Mas o filme tem aspectos - muito - interessantes. A direção de fotografia chama bastante a atenção, particularmente em um plano sequência perto do final, em que a luta é vista de uma perspectiva totalmente diferente do convencional. O elenco é ótimo também. Além de Dominique, Jamie Foxx se entrega por completo ao papel, e Joseph Gordon-Levitt funciona bem no conjunto. E Rodrigo Santoro também está no elenco, em um papel coadjuvante mas não menos importante. A direção de arte também traz elementos interessantes. A montagem é regular, eficiente mas longe de ser boa. Os efeitos especiais são convincentes, mas para quem está habituado ao gênero de super-heróis não há nada de novo. O trabalho de maquiagem é muito bom, ressaltando o realismo da história e, mais ainda, as consequências do uso excessivo do Power.

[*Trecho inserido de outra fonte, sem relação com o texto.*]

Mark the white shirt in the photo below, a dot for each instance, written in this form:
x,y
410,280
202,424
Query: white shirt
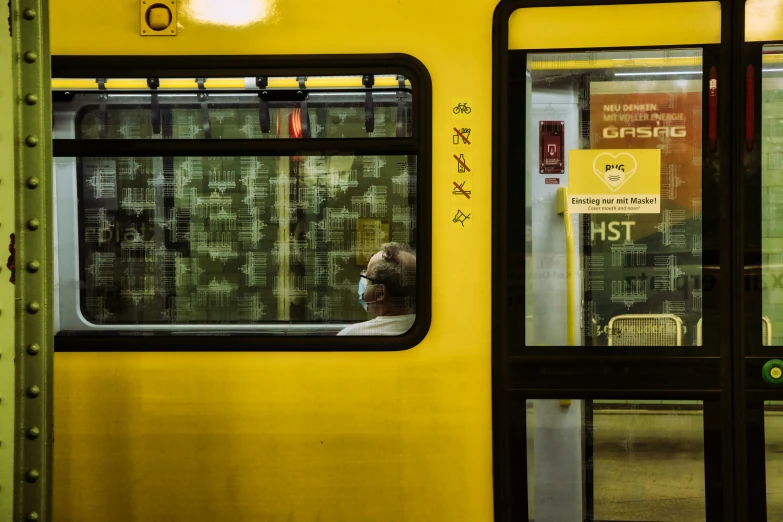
x,y
381,325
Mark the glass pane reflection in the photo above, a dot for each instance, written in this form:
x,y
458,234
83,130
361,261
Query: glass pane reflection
x,y
615,460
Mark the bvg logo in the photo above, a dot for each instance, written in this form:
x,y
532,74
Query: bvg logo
x,y
614,169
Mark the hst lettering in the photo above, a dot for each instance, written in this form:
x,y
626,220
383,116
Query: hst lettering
x,y
677,131
614,228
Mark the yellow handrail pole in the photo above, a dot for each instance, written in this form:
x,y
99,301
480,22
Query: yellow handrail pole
x,y
562,208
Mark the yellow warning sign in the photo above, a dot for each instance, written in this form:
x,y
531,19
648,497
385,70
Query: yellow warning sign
x,y
608,181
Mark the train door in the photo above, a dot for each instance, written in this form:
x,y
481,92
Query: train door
x,y
612,239
758,358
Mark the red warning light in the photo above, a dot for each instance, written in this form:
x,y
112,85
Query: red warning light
x,y
551,154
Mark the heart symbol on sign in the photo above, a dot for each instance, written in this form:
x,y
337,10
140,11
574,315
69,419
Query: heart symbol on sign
x,y
614,169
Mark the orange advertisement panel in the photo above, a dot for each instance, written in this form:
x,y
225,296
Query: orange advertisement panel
x,y
651,263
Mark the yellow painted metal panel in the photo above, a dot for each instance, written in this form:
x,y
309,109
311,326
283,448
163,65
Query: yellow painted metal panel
x,y
634,25
763,20
284,436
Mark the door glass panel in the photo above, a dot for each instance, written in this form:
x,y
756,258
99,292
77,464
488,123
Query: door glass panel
x,y
772,195
773,439
630,272
615,460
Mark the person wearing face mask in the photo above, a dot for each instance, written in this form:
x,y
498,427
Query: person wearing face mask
x,y
387,289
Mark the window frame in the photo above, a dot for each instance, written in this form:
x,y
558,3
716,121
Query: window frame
x,y
418,144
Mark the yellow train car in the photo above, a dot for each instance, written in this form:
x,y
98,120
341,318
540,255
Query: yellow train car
x,y
279,260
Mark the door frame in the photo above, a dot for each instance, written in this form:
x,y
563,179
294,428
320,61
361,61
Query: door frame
x,y
517,377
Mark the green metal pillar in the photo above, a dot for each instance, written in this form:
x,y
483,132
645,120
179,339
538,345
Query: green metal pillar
x,y
34,260
7,343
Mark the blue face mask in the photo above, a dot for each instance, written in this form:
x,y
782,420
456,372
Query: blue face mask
x,y
362,289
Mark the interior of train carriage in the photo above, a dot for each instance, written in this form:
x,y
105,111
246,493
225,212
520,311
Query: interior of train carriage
x,y
626,190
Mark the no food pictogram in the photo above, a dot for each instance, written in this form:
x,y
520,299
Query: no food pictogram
x,y
461,189
464,134
462,167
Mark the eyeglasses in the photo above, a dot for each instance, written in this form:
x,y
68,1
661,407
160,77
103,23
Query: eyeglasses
x,y
363,274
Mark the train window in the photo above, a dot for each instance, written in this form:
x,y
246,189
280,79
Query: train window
x,y
614,254
266,205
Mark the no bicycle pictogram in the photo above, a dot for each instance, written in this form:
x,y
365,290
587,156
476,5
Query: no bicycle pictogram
x,y
462,167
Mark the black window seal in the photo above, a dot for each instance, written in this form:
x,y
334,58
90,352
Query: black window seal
x,y
420,144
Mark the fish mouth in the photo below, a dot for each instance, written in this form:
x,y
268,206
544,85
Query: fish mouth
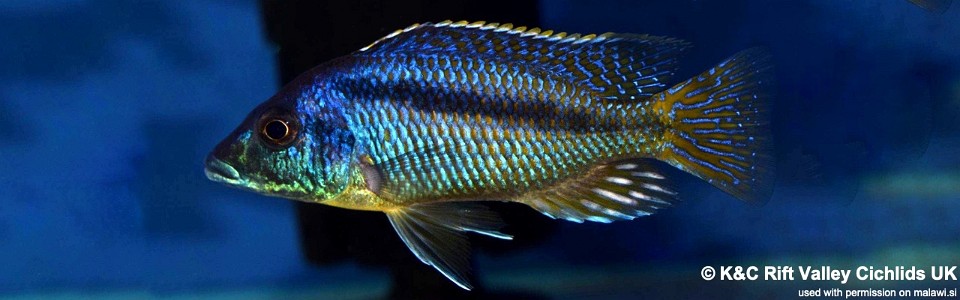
x,y
219,171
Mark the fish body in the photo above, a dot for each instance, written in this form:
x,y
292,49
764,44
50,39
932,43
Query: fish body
x,y
429,120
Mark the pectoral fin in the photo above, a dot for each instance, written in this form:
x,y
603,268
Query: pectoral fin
x,y
435,234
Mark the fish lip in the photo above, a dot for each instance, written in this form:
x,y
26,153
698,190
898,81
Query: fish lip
x,y
219,171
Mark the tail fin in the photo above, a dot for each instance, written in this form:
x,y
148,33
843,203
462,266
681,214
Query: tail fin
x,y
718,126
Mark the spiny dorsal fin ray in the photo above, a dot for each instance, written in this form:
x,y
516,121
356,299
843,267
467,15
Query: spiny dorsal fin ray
x,y
618,190
615,66
434,233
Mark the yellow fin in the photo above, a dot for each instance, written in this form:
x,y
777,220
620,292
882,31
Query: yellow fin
x,y
718,125
618,190
434,233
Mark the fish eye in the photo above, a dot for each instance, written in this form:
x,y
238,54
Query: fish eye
x,y
278,128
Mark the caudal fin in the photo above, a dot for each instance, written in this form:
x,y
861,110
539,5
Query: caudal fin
x,y
718,125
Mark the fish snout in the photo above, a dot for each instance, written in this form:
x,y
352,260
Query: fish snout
x,y
219,171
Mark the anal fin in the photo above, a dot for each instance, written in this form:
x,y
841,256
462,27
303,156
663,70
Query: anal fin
x,y
434,232
618,190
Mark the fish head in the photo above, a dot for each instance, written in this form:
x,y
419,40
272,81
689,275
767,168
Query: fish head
x,y
291,147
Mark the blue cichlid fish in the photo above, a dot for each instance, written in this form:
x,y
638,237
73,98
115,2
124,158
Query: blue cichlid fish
x,y
428,120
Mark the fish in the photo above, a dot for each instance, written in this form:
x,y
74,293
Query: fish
x,y
431,120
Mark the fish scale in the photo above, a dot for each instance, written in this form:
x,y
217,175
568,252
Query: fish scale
x,y
434,115
408,127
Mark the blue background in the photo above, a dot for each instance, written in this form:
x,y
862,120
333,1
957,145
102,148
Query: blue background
x,y
107,109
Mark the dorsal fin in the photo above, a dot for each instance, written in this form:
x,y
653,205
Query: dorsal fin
x,y
615,66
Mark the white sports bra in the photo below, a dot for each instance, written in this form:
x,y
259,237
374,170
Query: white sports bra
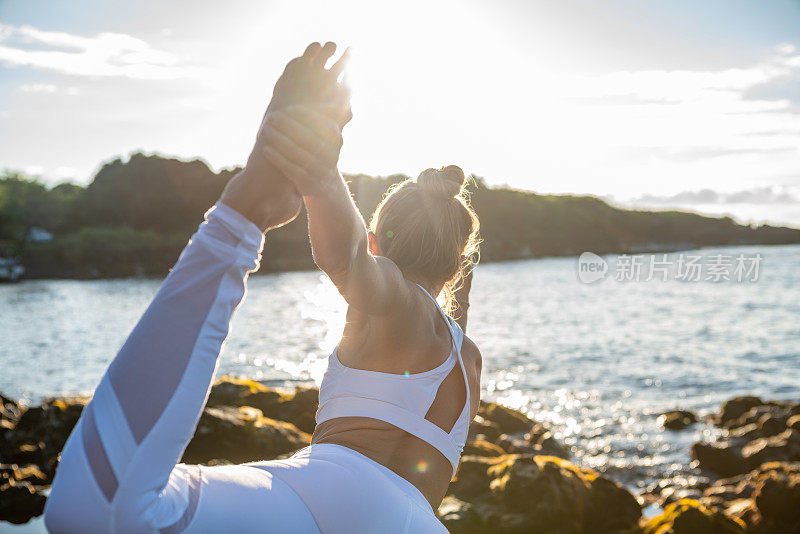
x,y
400,400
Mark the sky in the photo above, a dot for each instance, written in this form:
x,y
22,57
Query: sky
x,y
655,104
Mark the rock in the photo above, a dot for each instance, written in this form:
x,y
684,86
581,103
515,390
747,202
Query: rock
x,y
460,517
41,431
677,419
721,458
231,391
677,487
26,473
794,423
734,408
543,442
20,502
559,496
298,408
472,478
766,499
480,426
479,447
688,516
9,413
240,435
784,447
509,421
777,499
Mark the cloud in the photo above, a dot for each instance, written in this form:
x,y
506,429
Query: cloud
x,y
48,88
768,195
106,54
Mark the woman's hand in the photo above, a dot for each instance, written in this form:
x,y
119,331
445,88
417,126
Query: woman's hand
x,y
260,191
304,143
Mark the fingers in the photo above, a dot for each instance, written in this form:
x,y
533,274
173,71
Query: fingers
x,y
340,64
291,170
324,55
314,125
311,51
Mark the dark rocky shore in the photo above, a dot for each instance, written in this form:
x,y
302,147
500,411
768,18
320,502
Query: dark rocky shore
x,y
514,477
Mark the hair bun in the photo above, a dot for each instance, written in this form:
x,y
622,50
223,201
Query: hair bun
x,y
446,181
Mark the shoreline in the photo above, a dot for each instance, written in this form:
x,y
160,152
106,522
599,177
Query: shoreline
x,y
506,461
654,249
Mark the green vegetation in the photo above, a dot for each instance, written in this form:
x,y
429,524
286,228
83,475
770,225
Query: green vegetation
x,y
135,217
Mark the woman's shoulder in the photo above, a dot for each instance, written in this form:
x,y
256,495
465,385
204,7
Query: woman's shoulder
x,y
470,353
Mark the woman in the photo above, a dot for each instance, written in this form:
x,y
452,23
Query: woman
x,y
369,469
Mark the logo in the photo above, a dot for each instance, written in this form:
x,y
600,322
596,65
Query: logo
x,y
591,268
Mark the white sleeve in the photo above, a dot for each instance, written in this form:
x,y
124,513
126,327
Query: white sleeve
x,y
118,469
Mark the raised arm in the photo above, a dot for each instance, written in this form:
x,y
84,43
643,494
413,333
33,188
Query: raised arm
x,y
304,144
119,469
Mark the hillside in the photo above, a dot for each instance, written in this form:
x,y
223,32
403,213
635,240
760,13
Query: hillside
x,y
135,216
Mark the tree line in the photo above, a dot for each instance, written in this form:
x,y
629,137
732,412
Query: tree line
x,y
135,216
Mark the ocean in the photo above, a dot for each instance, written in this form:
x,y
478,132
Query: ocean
x,y
597,362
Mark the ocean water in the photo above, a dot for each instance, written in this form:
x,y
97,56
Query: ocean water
x,y
597,362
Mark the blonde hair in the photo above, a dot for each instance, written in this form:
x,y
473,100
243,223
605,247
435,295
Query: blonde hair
x,y
428,228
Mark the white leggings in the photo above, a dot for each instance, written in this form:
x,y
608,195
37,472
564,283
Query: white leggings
x,y
119,470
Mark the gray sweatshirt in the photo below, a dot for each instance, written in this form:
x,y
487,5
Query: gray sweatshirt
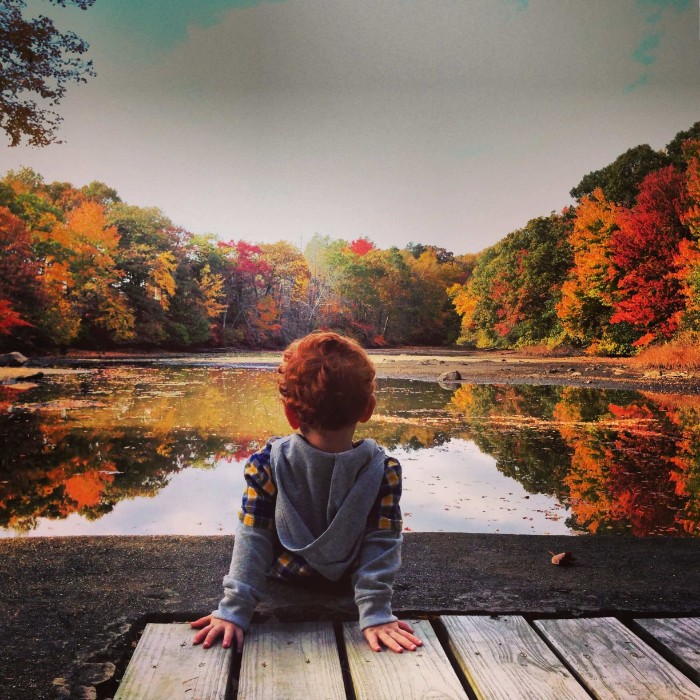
x,y
323,501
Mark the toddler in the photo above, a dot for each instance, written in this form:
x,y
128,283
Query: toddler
x,y
317,505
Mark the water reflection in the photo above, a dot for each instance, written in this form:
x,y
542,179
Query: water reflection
x,y
126,450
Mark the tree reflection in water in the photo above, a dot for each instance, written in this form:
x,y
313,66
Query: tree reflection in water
x,y
620,461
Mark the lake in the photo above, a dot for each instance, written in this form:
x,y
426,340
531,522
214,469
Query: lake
x,y
156,450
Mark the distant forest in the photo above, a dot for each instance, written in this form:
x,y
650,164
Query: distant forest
x,y
79,268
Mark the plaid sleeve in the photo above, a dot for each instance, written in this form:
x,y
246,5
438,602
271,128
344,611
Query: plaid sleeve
x,y
258,503
386,511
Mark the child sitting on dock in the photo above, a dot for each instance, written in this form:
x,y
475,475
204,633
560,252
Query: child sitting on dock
x,y
318,505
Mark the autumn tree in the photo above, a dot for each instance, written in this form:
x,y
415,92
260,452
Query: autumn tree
x,y
620,181
646,247
149,249
589,293
38,61
19,289
512,295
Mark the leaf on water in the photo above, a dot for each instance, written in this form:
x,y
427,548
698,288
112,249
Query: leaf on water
x,y
562,559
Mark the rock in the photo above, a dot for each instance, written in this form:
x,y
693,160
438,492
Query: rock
x,y
96,673
13,359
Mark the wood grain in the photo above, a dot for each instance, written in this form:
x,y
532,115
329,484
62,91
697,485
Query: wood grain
x,y
681,638
167,665
503,658
614,663
291,661
411,675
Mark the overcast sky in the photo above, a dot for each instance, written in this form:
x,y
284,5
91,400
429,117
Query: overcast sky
x,y
450,122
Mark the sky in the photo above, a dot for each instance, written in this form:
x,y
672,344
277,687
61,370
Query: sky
x,y
445,122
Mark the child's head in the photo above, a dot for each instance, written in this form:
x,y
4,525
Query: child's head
x,y
327,381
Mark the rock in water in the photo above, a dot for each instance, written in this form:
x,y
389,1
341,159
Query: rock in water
x,y
13,359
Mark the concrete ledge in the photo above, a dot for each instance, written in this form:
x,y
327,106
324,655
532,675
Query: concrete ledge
x,y
70,608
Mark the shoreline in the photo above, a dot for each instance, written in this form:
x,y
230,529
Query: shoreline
x,y
426,364
72,607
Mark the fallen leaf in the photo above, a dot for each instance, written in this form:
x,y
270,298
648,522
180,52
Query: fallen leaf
x,y
562,559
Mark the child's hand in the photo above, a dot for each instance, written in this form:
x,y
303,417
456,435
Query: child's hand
x,y
397,636
211,628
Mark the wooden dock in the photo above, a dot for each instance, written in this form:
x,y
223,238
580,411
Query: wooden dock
x,y
504,657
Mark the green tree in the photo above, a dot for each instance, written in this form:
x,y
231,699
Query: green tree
x,y
37,60
621,179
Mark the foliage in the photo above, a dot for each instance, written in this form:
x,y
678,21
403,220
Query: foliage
x,y
37,61
512,295
645,253
620,180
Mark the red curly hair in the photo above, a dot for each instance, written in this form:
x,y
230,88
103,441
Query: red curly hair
x,y
327,380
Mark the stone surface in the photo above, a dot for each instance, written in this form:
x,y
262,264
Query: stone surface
x,y
12,359
70,607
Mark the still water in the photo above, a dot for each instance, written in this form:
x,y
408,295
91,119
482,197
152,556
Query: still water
x,y
160,450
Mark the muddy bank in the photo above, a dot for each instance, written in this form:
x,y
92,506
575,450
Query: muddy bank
x,y
428,364
71,608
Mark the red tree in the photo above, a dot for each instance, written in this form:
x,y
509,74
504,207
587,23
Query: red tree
x,y
645,252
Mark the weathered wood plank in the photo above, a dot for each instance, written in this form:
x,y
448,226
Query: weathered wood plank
x,y
167,665
424,673
291,661
503,658
681,638
614,663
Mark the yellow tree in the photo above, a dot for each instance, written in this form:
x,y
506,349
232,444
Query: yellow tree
x,y
94,278
588,293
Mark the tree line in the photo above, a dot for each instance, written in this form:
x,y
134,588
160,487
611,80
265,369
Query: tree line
x,y
618,271
81,268
615,273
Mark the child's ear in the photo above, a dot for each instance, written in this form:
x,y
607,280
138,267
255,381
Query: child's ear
x,y
371,405
292,418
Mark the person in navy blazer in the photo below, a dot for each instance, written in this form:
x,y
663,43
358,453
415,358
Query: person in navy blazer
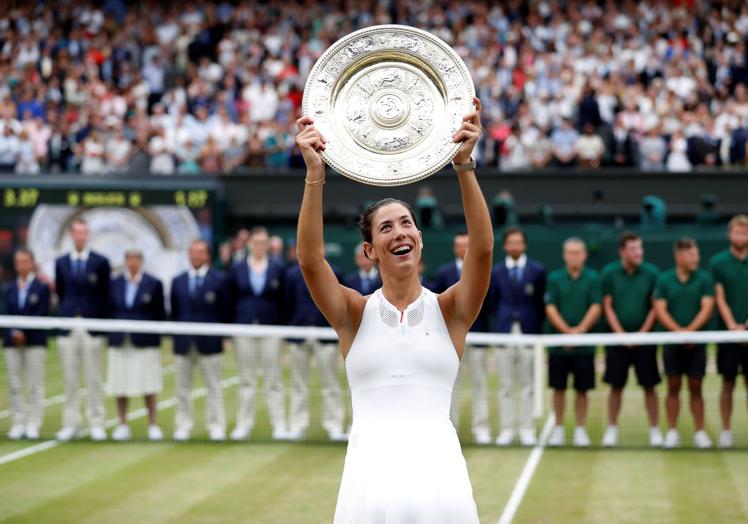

Reflexões sociais em meio a meta-humanos e efeitos especiais. (Crédito: Divulgação - Netflix)

O grande destaque do filme, entretanto, é o subtexto. Apesar dos personagens um pouco estereotipados, há uma discussão muito interessante a respeito de desigualdades sociais e econômicas, e a metáfora do Power em si (que em inglês significa "poder") é muito interessante. A figura de Robin é fundamental especialmente nesse sentido, pois ela é a que mais desafia esse sistema, por ser uma mulher negra e pobre em uma realidade que privilegia homens brancos e ricos. O rap entra aí como maneira de expressão e resistência diante de injustiças absurdas - aliás, uma coisa que senti bastante falta, há pouco rap no filme para a importância que isso tem na vida da personagem. Ainda assim, a camada social é a que mais se sobressai, e expõe uma sociedade injusta e desigual enraizada em preconceitos raciais e econômicos.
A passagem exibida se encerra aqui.